The good news, he says, is that many Canadians may be waking up to the risks of high debts loads and beginning to cut back on spending.
While the household debt to income ratio edged up in Q3 of 2019 to 175.86, it remains below the 2018 record high of 177.82 and at about the same level as it was in 2016 Q3. Based on the latest Statistics Canada report, consumers have also reduced their retail spending by 1.2% over the past 12 months.
“If consumers continue to moderate their spending habits, this should help dampen the rate of increase in consumer insolvency filings,” says Bolduc. “Although, moderated consumer spending may exacerbate the rise in business filings as Canadian businesses deal with lower sales growth and rising business debt levels.”
Annual business insolvencies rise for the first time since 2001
Mining/Oil/Gas sector experienced a 75 per cent increase in the number of insolvency filings compared to last year
Equally concerning is a rise in the number of business insolvency filings. The fourth quarter of 2019 showed an increase of 9.7 per cent compared to the previous quarter, contributing to an overall 2.84 per cent rise for the year and marking the first year over year increase in business insolvencies in Canada since 2001.
Some provinces were harder hit than others, including British Columbia (+23.3%) and Manitoba (+39.3%). Collectively the Atlantic provinces realized a 38 per cent increase in the number of business filings. Alberta (+8.3%), Saskatchewan (+5.1), Quebec (+1.5%) has more moderate increases. Ontario bucked the national trend, realizing a decline of 3.7 per cent.

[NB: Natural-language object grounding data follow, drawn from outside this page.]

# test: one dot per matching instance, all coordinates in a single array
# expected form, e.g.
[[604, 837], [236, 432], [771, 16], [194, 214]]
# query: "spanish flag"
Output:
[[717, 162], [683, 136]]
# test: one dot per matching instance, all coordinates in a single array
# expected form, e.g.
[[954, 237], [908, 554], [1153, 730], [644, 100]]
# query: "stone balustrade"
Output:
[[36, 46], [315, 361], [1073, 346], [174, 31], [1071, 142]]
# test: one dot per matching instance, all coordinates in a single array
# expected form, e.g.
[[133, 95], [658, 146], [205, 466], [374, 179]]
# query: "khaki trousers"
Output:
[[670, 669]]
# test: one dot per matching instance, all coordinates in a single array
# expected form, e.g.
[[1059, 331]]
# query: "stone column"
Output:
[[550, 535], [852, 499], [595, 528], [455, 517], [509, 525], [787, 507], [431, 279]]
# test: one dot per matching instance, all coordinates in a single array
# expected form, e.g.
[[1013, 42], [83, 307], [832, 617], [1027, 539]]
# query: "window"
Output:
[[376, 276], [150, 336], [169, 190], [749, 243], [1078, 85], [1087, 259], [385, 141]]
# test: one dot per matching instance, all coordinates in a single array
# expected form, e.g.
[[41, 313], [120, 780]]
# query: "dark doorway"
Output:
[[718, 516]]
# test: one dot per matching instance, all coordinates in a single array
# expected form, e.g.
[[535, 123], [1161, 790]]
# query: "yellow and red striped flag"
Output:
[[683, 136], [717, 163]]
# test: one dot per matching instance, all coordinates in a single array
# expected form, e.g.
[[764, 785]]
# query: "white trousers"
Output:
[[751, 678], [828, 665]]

From a business sector perspective, the Mining/Oil/Gas sector led the way, with a 75 per cent increase in the number of insolvency filings. Other business sectors experiencing double-digit rises included: Wholesale Trade (+21.7%), Information/Cultural Industries (+27%), Professional/Scientific/Technical Services (+14.5%), Educational Services (+13.8%), Manufacturing (+13.8%) and Waste Management/Remediation Services (+11.5%) sectors. More positively, year over year business insolvency filings declined modestly for the Accommodation/Food Services (-5.8%), Construction (-5.4%), Transportation/Warehousing (-4.8%) and Retail Trade (-6.1%) sectors.
“After nearly two decades of business insolvencies consistently on the decline year over year in Canada, we are seeing an upward trend that will likely extend into at least next year,” says David Lewis, a board member of CAIRP who specializes in corporate insolvencies and is based in Alberta. “The increases are reflective of the headwinds faced by a variety of industries in Canada.”
Moderated consumer spending may exacerbate the rise in business filings as Canadian businesses deal with lower sales growth and rising business debt levels. With this in mind, CAIRP expects business insolvency filings to continue a slow rise in 2020.
“Businesses may begin addressing financial pressure by cutting discretionary expenses and reducing capital investment. For some, this will include reducing payroll costs and that will ultimately drive consumer insolvency rates up as well,” adds Lewis.